`nemo_rl.data_plane.interfaces`#

Stable boundary between NeMo-RL and data-plane implementations.

Wire shape adapters must support:

fields: TensorDict with tensor leaves AND optional NonTensorStack / NonTensorData leaves (TQ-native non-tensor passthrough). TQ’s storage backends handle encoding per backend (simple keeps Python objects; mooncake_client pickles internally).
tags: list[dict[str, Any]] per-sample primitives (kept separate from fields so non-tensor metadata like input_lengths doesn’t pollute the leaf-level schema).
keys: per-sample string uids.
partition_id: string-named address spaces with declared consumer_tasks and fields schemas.

All call sites in nemo_rl/algorithms, nemo_rl/experience and nemo_rl/models go through :class:DataPlaneClient — never import transfer_queue directly. This is what makes the implementation swappable.

See nemo_rl/data_plane/README.md for the full design.

Module Contents#

Classes#

`DataPlaneConfig`	Feature-gated config; defaults to disabled.
`ObservabilityConfig`	Optional middleware that records per-op metrics on the client.
`KVBatchMeta`	Per-batch metadata for data-plane KV operations.
`DataPlaneClient`	Stable, swappable data-plane boundary.

API#

class nemo_rl.data_plane.interfaces.DataPlaneConfig#

Bases: typing.TypedDict

Feature-gated config; defaults to disabled.

backend is the storage backend inside TransferQueue; it is owned by the TQ adapter, not by NeMo-RL. impl selects which adapter we go through.

Required keys (always set in exemplar YAML — never defaulted in code): enabled, impl, backend, storage_capacity, num_storage_units, claim_meta_poll_interval_s, global_segment_size, local_buffer_size.

global_segment_size / local_buffer_size are only read when backend == "mooncake_cpu"; the simple backend ignores them. They are required (not NotRequired) so the YAML carries the full schema and there are no hidden Python defaults.

Initialization

Initialize self. See help(type(self)) for accurate signature.

enabled: bool#: None

impl: Literal[transfer_queue]#: None

backend: Literal[simple, mooncake_cpu]#: None

storage_capacity: int#: None

num_storage_units: int#: None

claim_meta_poll_interval_s: float#: None

global_segment_size: int#: None

local_buffer_size: int#: None

controller_address: NotRequired[str]#: None

ack_timeout_ms: NotRequired[int]#: None

observability: NotRequired[ObservabilityConfig]#: None

class nemo_rl.data_plane.interfaces.ObservabilityConfig#

Bases: typing.TypedDict

Optional middleware that records per-op metrics on the client.

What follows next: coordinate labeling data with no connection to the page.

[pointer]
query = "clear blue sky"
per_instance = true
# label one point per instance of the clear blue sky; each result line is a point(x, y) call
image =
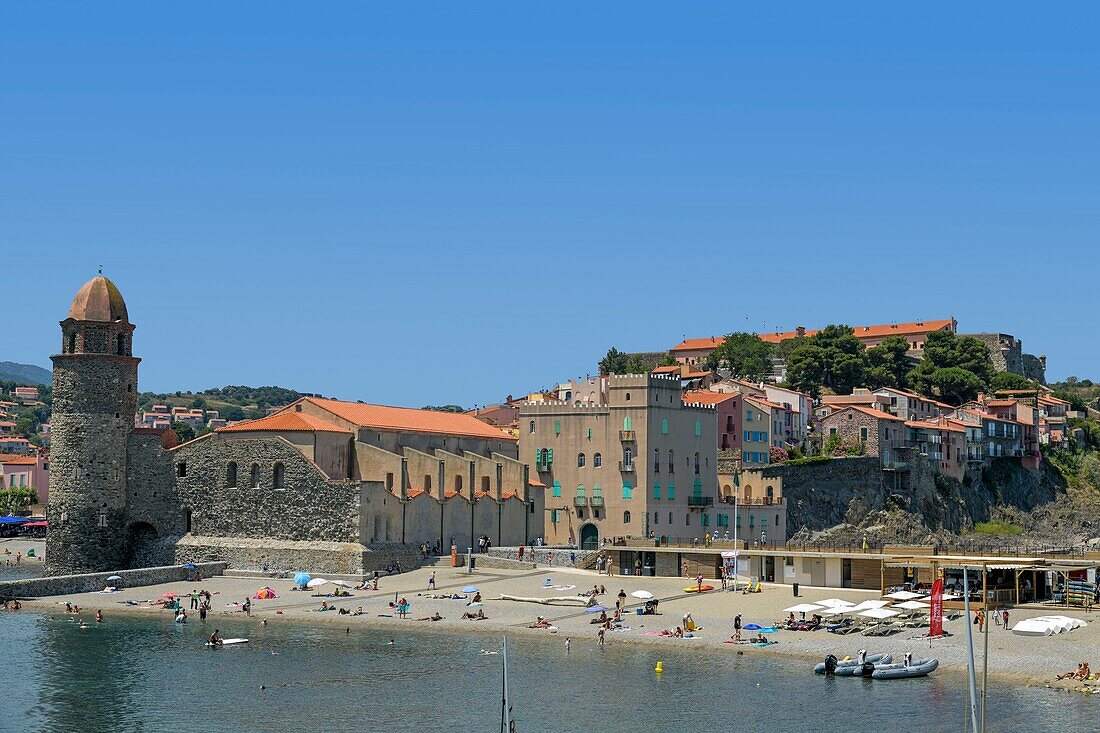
point(450, 203)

Off by default. When enabled=True the factory wraps the chosen adapter with :class:MetricsDataPlaneClient. callback is injected programmatically (callables don’t round-trip through YAML) — set cfg["observability"]["callback"] = my_fn before

Func:: build_data_plane_client to plug into wandb / file / log. Default callback prints one line per op for debug.

Initialization

Initialize self. See help(type(self)) for accurate signature.

enabled: bool#: None

callback: NotRequired[Callable[[dict[str, Any]], None]]#: None

class nemo_rl.data_plane.interfaces.KVBatchMeta#

Per-batch metadata for data-plane KV operations.

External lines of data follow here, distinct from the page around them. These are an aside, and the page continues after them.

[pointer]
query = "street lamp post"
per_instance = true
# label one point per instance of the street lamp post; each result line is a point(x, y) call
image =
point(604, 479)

Carries the per-sample IDs (sample_ids) that address rows in the KV store plus per-row metadata (fields, sequence_lengths, tags) needed for downstream routing without fetching tensor data. Vocabulary is intentionally NeMo-RL-native rather than 1:1 with any specific backend — the adapter translates at the boundary.

Two roles:

Result type returned by :meth:DataPlaneClient.claim_meta — callers extract .sample_ids / .partition_id and pass them to

meth:

get_samples / :meth:get_data.
Argument type for the per-DP-rank fetch entrypoints. sequence_lengths lets the driver compute a balanced per-rank shard from metadata only (control plane), without ever materializing tensor data.

partition_id: str#: None

task_name: str | None#: None

sample_ids: list[str]#: None

fields: list[str] | None#: None

sequence_lengths: list[int] | None#: None

extra_info: dict[str, Any]#: ‘field(…)’

tags: list[dict[str, Any]] | None#: None

__post_init__() → None#

property size: int#

stamp_tags(scalars: dict[str, Sequence[Any]]) → None#

Mirror per-row scalar columns onto :attr:tags.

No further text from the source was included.